Saturday, January 23, 2010

Sometimes, when folks don't understand...

Interestingly enough, some folks do not understand that some people born women do not have a brain wired that way. Not sure why, or how to explain it. Even when I was pregnant...nothing like feeling/thinking male, and being pregnant. Teachers would tell me that my son's had a pronoun problem when they were age 3 and 4 because they always referred to me as "he" or "him"...or of course, mom. I was the only person they did that with...so, I told the teachers, ummmm, no, they do not have a pronoun problem.
I am grateful for coming into my power, being able to live the person that I truely am. I lost that momentarily...when I went back into the workforce...thinking that I had to "fit in" or "get thrown out." Anyway, I am not scared anymore. I am too old for that nonsense. It is time to live my life the way I see fit...whatever that maybe...as long as I am myself.
I appreciate my life. I appreciate my beautiful, femme partner...who teaches me about the absolute beauty and strength of feminity every single day! She is what you would call a "Power Femme"....capitalization required.

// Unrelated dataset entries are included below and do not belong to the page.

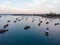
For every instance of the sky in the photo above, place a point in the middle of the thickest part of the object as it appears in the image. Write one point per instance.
(29, 6)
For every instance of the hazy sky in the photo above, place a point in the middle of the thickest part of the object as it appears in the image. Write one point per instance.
(29, 6)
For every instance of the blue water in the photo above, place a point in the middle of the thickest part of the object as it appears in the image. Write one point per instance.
(17, 35)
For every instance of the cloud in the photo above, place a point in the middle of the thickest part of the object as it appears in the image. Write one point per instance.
(35, 6)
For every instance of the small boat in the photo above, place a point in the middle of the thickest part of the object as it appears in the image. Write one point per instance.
(27, 27)
(8, 21)
(14, 21)
(6, 25)
(56, 24)
(47, 22)
(47, 32)
(2, 31)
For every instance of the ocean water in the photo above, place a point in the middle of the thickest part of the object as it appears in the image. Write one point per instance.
(36, 35)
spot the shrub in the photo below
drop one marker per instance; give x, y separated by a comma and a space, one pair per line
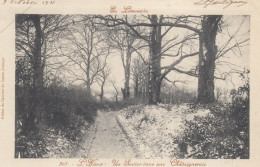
222, 134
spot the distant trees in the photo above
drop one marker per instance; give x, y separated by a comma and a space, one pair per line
153, 35
86, 49
102, 80
33, 43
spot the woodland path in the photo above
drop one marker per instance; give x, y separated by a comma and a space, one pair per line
105, 139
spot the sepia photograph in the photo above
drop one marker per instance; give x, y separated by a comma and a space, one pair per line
144, 86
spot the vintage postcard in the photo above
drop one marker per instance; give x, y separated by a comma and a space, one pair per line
129, 83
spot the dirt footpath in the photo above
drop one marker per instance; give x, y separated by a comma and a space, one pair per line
105, 139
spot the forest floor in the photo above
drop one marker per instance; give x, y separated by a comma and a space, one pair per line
106, 139
134, 132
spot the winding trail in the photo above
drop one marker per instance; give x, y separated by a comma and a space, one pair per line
105, 139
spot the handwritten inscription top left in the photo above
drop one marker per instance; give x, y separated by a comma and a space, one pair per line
28, 2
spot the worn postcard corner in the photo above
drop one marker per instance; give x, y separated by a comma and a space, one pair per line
129, 83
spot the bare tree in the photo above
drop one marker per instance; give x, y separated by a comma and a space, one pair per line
125, 42
86, 50
208, 52
102, 79
154, 36
33, 40
116, 93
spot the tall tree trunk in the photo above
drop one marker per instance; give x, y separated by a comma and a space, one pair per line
207, 57
154, 83
126, 90
88, 75
38, 67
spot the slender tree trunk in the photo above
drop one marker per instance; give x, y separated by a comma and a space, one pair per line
38, 68
88, 75
126, 92
207, 57
154, 83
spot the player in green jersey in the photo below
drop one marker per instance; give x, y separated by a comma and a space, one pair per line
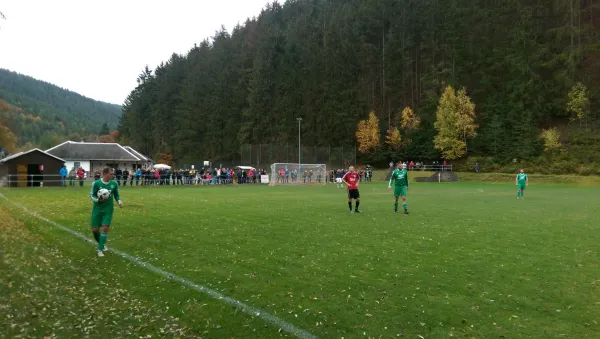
522, 181
103, 208
400, 177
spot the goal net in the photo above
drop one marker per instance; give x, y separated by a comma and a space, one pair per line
288, 173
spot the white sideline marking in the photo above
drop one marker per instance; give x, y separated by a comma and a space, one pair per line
267, 317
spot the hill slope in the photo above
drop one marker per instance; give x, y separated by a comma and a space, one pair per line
332, 62
43, 109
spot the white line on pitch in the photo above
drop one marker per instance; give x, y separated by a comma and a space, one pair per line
269, 318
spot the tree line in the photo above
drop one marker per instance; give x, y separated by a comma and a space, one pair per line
42, 114
334, 62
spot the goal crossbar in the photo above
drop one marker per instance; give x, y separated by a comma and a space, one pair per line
295, 173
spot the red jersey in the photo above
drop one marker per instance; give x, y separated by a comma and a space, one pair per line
352, 180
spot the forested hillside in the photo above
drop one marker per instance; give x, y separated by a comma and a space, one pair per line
42, 113
331, 62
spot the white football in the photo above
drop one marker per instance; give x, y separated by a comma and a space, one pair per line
103, 193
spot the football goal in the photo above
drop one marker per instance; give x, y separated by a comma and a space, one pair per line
288, 173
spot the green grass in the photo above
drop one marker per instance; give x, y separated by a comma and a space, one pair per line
469, 261
580, 180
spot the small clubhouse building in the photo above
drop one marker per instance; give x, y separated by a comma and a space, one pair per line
93, 156
32, 168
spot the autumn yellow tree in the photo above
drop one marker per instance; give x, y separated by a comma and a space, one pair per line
393, 138
165, 158
551, 138
367, 134
409, 120
455, 123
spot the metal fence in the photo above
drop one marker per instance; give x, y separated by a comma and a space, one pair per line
39, 180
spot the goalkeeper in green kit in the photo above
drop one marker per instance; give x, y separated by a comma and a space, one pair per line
103, 207
400, 177
522, 181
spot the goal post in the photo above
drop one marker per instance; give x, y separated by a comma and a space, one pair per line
289, 173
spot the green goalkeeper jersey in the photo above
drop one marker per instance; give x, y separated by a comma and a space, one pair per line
112, 187
522, 178
400, 177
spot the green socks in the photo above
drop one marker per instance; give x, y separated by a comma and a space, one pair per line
102, 241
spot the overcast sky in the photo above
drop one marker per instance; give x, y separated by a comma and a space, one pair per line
98, 48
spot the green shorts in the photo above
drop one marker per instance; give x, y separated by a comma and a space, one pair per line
101, 217
399, 191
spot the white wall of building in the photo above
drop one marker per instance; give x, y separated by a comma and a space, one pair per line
99, 165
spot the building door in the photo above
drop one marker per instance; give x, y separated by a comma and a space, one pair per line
35, 175
22, 175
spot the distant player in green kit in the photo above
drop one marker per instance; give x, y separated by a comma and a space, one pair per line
103, 207
400, 177
522, 181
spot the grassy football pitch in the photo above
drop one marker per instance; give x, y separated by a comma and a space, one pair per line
469, 261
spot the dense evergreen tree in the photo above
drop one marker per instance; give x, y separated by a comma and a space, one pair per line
333, 61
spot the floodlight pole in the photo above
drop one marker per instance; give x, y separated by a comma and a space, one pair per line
299, 144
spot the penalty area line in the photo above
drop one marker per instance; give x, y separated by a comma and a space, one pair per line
253, 311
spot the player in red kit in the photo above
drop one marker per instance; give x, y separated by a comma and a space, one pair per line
352, 179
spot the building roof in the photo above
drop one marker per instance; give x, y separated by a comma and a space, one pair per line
71, 150
16, 155
136, 153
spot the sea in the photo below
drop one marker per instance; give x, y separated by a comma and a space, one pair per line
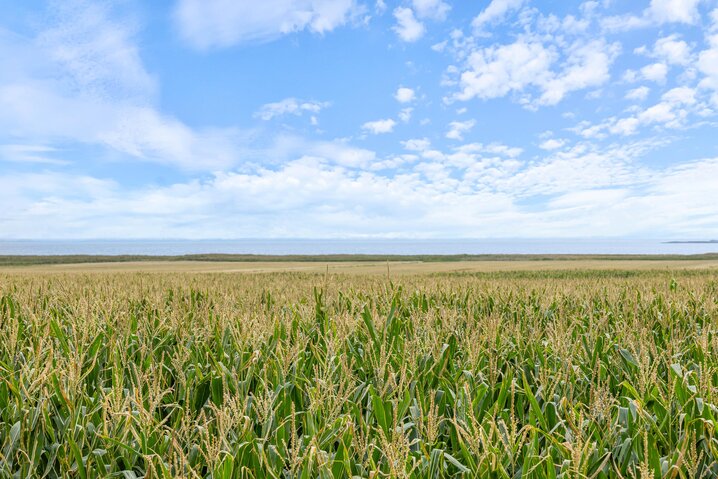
354, 246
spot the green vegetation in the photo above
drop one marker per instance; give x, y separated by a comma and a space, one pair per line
562, 375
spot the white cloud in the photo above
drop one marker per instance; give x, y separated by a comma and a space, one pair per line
600, 193
407, 27
677, 11
586, 66
222, 23
379, 126
655, 72
495, 71
658, 12
404, 95
673, 50
671, 112
639, 94
498, 70
98, 54
458, 128
416, 144
39, 154
289, 106
87, 85
552, 144
495, 11
434, 9
405, 114
708, 62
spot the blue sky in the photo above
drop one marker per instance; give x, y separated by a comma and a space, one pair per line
349, 118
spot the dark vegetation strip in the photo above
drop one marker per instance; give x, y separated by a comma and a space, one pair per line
27, 260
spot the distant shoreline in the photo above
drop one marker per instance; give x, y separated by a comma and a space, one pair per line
27, 260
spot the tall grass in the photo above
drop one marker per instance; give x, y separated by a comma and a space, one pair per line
288, 375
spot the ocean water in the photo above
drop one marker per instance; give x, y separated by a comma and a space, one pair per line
353, 246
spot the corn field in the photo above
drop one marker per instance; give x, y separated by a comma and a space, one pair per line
536, 375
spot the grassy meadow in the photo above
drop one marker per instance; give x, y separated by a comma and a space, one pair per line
592, 373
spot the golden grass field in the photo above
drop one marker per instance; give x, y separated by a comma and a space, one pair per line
357, 267
500, 369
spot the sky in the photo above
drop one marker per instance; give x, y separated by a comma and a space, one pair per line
231, 119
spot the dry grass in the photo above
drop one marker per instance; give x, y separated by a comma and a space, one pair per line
567, 373
349, 267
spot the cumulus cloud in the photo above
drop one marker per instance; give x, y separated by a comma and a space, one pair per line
495, 11
655, 72
495, 71
434, 9
599, 192
658, 12
289, 106
407, 27
639, 93
379, 127
458, 128
416, 144
222, 23
551, 144
404, 95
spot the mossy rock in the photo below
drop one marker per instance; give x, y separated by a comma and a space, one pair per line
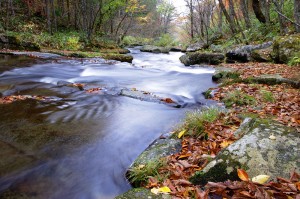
222, 73
118, 57
202, 58
262, 55
256, 153
14, 43
154, 49
286, 48
158, 149
141, 193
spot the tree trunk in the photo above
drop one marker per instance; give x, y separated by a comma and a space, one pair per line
228, 18
54, 16
279, 8
48, 16
257, 11
297, 14
192, 18
266, 4
244, 8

Yes, I like being called Sir.
Yes, my brain thinks that way.
I love my life, my sons, my partner...it is an awesome life. I am learning to fit in this body and be comfortable, no matter what. No matter the looks, the men that get pissed with me, etc. The stories that we all have are great. Like, the time I came out of the women's bathroom at a rest stop in my leathers, and this guy saw me and immediately assumed it was the men's bathroom and walked in...he figured it out fast, whipped around and gave me a truly disgusted look. I was happy, wheeling away on my Harley...
I am grateful for this life!
So, gratitude is the name of the game.
I liked this guy's shirt at a meeting last night, it said "Your Spirit is Your Shield"...that is cool...how true.